A new set of financial issues followed in March: BearingPoint reported that it missed the deadline for filing its 10-K annual report with the Securities and Exchange Commission. The company cited the need to confirm information generated via the company’s financial accounting system as a factor in the delay.

Enter You. On the same day BearingPoint disclosed the 10-K delay, the company announced the appointment of You as CEO. The former Oracle Corp. CFO has one of the toughest tasks in the integration world: push a $3 billion-plus company forward while extinguishing various fires.

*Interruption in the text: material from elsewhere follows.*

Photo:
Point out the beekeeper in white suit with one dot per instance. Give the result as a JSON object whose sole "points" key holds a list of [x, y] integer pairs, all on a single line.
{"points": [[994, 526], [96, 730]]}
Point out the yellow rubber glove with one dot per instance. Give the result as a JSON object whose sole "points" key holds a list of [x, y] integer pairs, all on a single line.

You now oversees the financial systems fix and an internal audit that will let the company release its financial statements. He also has to keep an eye on attrition, which You described as his first-week-on-the-job crisis in a talk with analysts at the UBS Software and IT Services Conference. In an April SEC filing, BearingPoint reported its worldwide turnover rate among managing directors was 16.6 percent for the first quarter of 2005. The company issued a restricted stock grant to managing directors, a move that You said has stopped the outflow.
The task of finding a new CFO also appears on You’s to-do list. Corbett resigned May 24.

You’s top priority is to complete the audit, which he expects to wrap up this summer. As for the future, You said he wants to make relatively modest investments in “new growth areas.” He said the company may invest $30 million to $40 million in that regard.

He added that BearingPoint may pursue some small, tactical acquisitions.

You also plans to reposition his company in a pursuit of higher-margin projects. To that end, BearingPoint is revising its compensation plan.

The company’s managing directors had been rewarded in the past on the basis of staff utilization. That incentive led managers to take on small projects to keep busy, You said. Those projects, however, weren’t necessarily of the high-margin variety. The new compensation plan will take into account margin and customer satisfaction among other factors.

In another move, BearingPoint aims to concentrate its commercial business within vertical markets.

“I think we need to be more focused and differentiated,” You said, noting the company has achieved “good differentiation” in financial services. Elsewhere in the commercial sector, the company is “getting more focused by industry.”

No one would mistake You’s assignment for a walk in the park. But a healthy IT services market may make his turnaround job easier. He said consultant utilization stands at all-time-high levels, revenue growth ranges in the mid to high single digits, and new bookings are growing “at a very positive clip.”

That’s good news for a company that clearly needs to catch a break or two.